Performing spinal cord transplants through invasive surgery would be difficult to apply widely, prompting the researchers to ask whether they could use only the biologically active components released by the cells rather than transplanting the cells themselves.
The answer was exosomes.
"We administered only the exosomes through the nose, and again the rats recovered," says Levenberg. "The animals began walking again. At that point we realized this could become a practical, non-invasive clinical therapy."
Manufacturing billions of biological delivery vehicles
Producing exosomes at clinical scale presents another technological challenge.
"We grow the cells in bioreactors at 37 degrees Celsius," explains Dr. Tali Kizhner, NurExone's vice president of research and development. "The cells grow on tiny carriers inside the bioreactor and continuously secrete exosomes, allowing us to scale production."
Founded in 2020, NurExone has raised approximately $20 million and is publicly traded on the Toronto Stock Exchange.
Part of the company's strategy is to pursue regulatory pathways for orphan diseases, which can provide development incentives and potentially accelerate regulatory review.
"This is an extremely active field because there are still no effective treatments," says Blumenthal. "The first company to successfully commercialize a therapy in this area could gain a significant competitive advantage. Strong patent protection also substantially increases the company's value."
The commercial opportunity could also be considerable. Drucker notes that roughly 50,000 new spinal cord injury patients are diagnosed annually across the Western world. The company is also developing treatments targeting optic nerve damage, including glaucoma, which affects an estimated 80 million people worldwide.

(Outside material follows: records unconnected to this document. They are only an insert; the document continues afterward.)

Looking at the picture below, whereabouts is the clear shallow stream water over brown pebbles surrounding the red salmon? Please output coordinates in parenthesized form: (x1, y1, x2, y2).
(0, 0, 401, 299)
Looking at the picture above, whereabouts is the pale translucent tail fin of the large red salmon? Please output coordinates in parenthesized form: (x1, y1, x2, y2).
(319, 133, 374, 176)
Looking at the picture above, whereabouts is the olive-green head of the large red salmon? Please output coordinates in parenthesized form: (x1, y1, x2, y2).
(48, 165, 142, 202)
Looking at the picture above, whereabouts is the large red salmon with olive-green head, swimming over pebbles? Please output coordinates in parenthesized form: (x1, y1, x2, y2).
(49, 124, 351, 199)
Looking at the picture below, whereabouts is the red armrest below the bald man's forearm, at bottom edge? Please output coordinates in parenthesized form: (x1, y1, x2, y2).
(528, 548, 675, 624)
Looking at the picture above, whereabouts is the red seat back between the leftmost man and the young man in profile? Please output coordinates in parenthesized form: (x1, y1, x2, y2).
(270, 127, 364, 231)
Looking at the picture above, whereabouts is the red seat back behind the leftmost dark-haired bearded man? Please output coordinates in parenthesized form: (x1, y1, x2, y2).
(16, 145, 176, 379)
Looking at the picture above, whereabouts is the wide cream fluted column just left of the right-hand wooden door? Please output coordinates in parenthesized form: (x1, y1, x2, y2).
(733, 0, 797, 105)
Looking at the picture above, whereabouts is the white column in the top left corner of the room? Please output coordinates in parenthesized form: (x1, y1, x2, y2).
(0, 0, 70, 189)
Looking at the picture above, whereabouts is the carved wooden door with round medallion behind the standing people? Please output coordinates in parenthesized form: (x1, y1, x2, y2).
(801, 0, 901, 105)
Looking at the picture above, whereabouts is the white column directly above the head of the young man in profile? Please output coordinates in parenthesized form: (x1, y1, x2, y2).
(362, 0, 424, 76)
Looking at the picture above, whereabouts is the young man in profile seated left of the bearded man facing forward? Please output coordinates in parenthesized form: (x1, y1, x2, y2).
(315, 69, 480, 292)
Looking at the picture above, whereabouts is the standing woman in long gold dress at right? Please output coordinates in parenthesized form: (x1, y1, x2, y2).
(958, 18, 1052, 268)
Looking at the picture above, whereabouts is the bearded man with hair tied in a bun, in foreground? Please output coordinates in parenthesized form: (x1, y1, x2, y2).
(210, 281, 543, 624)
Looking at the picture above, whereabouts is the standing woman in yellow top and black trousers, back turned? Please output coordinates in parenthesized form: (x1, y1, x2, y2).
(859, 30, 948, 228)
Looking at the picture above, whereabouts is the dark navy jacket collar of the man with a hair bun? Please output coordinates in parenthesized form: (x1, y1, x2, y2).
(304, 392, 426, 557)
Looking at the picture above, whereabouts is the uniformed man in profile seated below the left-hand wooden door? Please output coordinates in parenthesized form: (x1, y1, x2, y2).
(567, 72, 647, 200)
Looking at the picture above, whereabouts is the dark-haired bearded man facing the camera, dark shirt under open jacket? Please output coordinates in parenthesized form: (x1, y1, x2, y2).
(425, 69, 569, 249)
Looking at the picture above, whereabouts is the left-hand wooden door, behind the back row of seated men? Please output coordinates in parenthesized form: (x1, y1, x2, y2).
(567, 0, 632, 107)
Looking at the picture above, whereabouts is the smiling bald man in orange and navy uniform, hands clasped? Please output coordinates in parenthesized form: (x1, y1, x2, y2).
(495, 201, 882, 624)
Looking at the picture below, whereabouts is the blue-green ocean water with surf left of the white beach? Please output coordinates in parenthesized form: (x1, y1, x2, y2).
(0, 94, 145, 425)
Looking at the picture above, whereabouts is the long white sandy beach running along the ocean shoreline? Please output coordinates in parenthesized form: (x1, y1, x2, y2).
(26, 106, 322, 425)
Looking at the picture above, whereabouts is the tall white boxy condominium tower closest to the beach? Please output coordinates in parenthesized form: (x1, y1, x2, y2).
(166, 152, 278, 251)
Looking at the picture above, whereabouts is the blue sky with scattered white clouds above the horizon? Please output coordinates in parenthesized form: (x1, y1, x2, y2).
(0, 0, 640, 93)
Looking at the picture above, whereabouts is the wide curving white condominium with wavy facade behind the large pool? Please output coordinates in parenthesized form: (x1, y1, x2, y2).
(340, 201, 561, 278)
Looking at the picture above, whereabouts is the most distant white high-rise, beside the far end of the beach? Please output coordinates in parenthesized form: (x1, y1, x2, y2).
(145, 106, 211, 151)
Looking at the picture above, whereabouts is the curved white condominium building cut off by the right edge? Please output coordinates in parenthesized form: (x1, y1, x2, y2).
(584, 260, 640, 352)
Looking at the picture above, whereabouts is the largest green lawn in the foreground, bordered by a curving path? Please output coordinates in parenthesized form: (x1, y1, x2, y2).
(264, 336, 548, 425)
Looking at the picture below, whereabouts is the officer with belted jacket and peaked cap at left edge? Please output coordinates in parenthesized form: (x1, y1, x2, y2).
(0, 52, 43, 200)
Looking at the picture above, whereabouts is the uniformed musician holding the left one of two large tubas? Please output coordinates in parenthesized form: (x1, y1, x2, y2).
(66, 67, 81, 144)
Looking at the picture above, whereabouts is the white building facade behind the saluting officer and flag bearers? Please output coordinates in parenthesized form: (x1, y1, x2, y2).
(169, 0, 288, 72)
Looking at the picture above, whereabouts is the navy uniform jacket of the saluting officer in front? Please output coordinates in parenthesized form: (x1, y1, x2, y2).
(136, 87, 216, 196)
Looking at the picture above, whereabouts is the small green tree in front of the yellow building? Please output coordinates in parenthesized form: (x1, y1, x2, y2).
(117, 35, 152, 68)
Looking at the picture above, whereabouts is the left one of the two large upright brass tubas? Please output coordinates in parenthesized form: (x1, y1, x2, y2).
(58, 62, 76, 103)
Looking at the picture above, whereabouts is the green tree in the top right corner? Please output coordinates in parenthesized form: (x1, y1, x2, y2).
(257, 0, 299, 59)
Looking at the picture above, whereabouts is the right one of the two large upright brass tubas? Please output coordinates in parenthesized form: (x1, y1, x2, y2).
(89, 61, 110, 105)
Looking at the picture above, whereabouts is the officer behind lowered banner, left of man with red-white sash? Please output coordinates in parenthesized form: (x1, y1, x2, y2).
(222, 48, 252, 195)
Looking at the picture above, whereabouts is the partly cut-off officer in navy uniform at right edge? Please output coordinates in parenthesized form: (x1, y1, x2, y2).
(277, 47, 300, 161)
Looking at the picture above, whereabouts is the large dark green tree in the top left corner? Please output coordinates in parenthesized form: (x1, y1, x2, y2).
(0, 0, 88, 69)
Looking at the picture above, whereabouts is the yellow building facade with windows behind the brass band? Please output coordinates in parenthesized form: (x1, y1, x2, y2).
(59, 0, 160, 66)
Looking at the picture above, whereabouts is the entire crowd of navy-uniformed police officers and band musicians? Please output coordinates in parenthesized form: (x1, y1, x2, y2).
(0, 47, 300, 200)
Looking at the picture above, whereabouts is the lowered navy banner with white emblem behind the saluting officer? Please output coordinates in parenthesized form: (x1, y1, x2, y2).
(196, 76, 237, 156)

NurExone remains in the advanced preclinical stage and is preparing regulatory submissions to the U.S. Food and Drug Administration. The company expects to begin its first human clinical trial in Israel and the United States around 2027, subject to regulatory approval.
But Shaltiel believes the long-term vision extends beyond hospitals.
"Eventually, we'd like to move treatment from the emergency room to the ambulance," he says. "Someone injured in a car accident could receive the therapy immediately from a paramedic to prevent the loss of nerve cells before they even arrive at the hospital."
Levenberg shares a similar vision.
"I imagine this becoming available in every emergency department," she says. "A patient arrives with a spinal cord injury, receives exosome treatment immediately, and we prevent further deterioration while giving the tissue the opportunity to regenerate. If that becomes possible, we could prevent many of the lifelong consequences that spinal cord injuries cause today."
The vision remains several years away from being tested in humans. But if NurExone's approach proves successful in clinical trials, it could challenge one of neuroscience's longest-standing assumptions: that damage to the central nervous system is largely irreversible.